AQC Improves Affordability While Redefining Provider Experience, Care Delivery
Our Alternative Quality Contract (AQC) payment model continues to have a
significant impact on efforts to increase both the quality and affordability of
health care in Massachusetts. A recent analysis by BCBSMA of year three of our
Alternative Quality Contract (AQC) payment model indicates that we are on track
to reach our goal of reducing annual health care cost growth trends by half over
Moreover, we have consistently heard from many members of the health care community that the AQC's aligned quality and efficiency incentives create an environment that fosters more communication, coordination, and integration between primary care providers and specialists, and between physician groups and participating hospitals. The new environment created by the collaborative payment model seems to be increasing innovation and changing the way providers deliver care.
Our preliminary analysis shows that AQC groups either maintained or improved their performance on patient experience and outcome measures.
Groups that have been operating under AQC since 2009 continue to improve quality and outcomes—sometimes approaching "best achievable" performance.
Groups that began using the AQC model in 2010 also continue to make strides, with specific success in chronic care management in 2011.
Groups that began using the AQC in 2011 performed significantly better on ambulatory process measures compared to non-AQC providers.
Our analysis shows the AQC is also significantly slowing the rate of increase in spending, compared to groups that do not participate in the AQC. This is consistent with results that an independent analysis of the AQC by Harvard researchers found in 2012. That study revealed that participation in the contract over two years led to savings of 1.9 percent in year one and 3.3 percent in year two compared to spending in non-participating groups. Savings were substantially larger in the groups that had no experience with risk-based contracts—6.3 percent in year one and 9.9 percent in year two.
In 2011, we found that AQC groups' savings were generated in two key areas:
Improved use of healthcare - AQC groups had fewer inpatient admissions, resulting in claim savings of over $10 million and more than $400,000 in avoided member cost-share. AQC groups also used less high-tech radiology (MRI, CTs, nuclear medicine) than non-AQC groups, resulting in $3.3 million in avoided claim costs and over $300,000 in avoided member cost-share.
Site of service changes - AQC groups started to move outpatient surgeries and procedures such as colonoscopies from hospitals to less-costly facilities, resulting in claim savings over the length of the contracts of an estimated $6.5 million in claim costs.
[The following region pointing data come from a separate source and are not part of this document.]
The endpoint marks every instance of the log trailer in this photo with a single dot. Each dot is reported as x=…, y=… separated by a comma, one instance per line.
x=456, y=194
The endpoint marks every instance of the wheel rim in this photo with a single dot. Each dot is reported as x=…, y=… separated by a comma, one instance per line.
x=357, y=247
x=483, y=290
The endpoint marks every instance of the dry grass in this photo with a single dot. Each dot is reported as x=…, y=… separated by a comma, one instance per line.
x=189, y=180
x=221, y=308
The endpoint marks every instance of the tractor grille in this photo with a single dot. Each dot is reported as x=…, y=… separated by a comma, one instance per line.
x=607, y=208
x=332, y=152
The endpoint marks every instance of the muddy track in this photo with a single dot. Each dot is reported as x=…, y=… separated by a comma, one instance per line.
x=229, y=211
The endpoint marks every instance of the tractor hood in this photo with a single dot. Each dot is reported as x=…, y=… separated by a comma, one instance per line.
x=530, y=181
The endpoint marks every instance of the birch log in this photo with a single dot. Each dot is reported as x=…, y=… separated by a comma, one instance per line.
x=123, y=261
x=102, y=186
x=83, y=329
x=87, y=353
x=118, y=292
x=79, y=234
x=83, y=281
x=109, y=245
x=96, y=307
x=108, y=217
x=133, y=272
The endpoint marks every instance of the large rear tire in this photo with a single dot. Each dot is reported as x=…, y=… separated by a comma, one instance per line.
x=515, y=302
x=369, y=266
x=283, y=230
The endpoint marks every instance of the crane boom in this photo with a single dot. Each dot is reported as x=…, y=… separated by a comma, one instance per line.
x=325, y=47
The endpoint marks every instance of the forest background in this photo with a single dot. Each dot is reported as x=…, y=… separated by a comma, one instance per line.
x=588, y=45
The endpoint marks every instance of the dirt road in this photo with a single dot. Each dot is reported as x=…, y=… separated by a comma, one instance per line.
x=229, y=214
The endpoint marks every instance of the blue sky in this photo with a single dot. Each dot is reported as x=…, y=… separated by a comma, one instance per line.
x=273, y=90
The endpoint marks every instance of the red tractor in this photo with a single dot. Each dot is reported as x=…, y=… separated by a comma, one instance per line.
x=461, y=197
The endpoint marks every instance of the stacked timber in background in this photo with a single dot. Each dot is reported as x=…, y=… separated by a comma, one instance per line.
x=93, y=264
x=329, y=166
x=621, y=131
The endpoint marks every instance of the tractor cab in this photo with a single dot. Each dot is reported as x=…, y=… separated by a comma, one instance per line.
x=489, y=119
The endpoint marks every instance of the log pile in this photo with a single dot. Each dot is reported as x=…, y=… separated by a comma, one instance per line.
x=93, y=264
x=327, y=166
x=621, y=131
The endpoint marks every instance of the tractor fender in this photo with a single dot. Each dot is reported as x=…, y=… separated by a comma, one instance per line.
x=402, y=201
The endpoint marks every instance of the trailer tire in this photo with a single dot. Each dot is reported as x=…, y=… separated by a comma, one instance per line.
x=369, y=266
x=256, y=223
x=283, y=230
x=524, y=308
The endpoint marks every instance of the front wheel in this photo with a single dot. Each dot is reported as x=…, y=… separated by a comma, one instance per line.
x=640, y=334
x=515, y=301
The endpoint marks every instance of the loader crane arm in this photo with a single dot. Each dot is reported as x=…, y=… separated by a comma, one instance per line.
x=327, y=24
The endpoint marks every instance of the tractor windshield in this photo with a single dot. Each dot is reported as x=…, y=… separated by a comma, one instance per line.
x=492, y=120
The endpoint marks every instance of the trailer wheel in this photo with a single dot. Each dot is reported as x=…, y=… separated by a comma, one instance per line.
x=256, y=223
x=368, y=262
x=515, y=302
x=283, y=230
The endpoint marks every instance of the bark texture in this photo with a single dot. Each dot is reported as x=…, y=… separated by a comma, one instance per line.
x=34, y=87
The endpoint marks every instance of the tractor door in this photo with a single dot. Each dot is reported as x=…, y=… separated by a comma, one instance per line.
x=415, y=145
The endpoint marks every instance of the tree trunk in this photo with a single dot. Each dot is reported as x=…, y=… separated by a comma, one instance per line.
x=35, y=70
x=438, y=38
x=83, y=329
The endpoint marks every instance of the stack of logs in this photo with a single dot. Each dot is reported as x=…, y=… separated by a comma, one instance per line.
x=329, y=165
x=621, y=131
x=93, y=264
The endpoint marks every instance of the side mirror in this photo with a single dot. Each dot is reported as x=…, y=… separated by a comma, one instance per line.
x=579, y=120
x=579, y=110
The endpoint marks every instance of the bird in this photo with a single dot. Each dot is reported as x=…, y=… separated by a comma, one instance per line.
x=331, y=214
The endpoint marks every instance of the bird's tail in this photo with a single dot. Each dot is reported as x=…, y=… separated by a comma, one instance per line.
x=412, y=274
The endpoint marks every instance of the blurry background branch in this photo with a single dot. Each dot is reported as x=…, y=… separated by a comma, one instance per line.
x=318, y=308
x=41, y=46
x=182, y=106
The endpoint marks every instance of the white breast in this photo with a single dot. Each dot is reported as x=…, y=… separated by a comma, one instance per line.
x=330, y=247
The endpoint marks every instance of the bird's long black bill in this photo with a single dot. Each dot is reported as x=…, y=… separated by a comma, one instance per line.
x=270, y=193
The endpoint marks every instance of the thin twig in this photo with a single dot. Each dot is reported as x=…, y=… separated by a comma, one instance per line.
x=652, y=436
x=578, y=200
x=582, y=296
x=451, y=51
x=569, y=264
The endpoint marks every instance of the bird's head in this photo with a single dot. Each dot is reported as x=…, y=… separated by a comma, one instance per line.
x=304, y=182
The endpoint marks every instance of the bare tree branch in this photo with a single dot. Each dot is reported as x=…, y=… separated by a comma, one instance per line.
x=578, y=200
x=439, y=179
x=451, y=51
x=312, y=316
Perhaps most notably, anecdotal evidence shows that the global budget model facilitates sweeping changes in the culture of most groups, including changes in roles and responsibilities. According to interviews of physician leaders, primary care providers, and specialists at all types of AQC groups, large and small, physicians are now working in teams with non-physicians (pharmacists, case managers, nurse practitioners, and diabetes educators, for example) who take on increased responsibility for patient contact and clinical decision-making.
Among the most common examples of the types of sustainable changes in the way groups and individuals practice that interviewees cited were these:
More attention is paid to quality indicators, transitions of care, preventable complications, and variations in practice related to overuse, underuse, or misuse of tests and procedures.
Groups understand the value of dedicating resources to build new infrastructure and information systems; employ more nurses and medical assistants; offer patients extra preventive care, rehabilitation care, and consultation about medication use.
Physicians spend more time trying to help patients get their care in the most appropriate setting, and explaining their recommendations to patients.
You can read about specific ways groups are innovating on our AQC website.
We look forward to continuing to innovate with our provider organization partners to achieve a high-performance health care system with a sustainable rate of spending growth. At the same time, we recognize that the AQC is only one important part of our broader strategy to make quality health care more affordable for members, employers, and the broader community. Other key components are consumer-driven health insurance plans that engage members in choosing low-cost, high-quality providers and continued emphasis ways that we can improve the health and wellness of our members.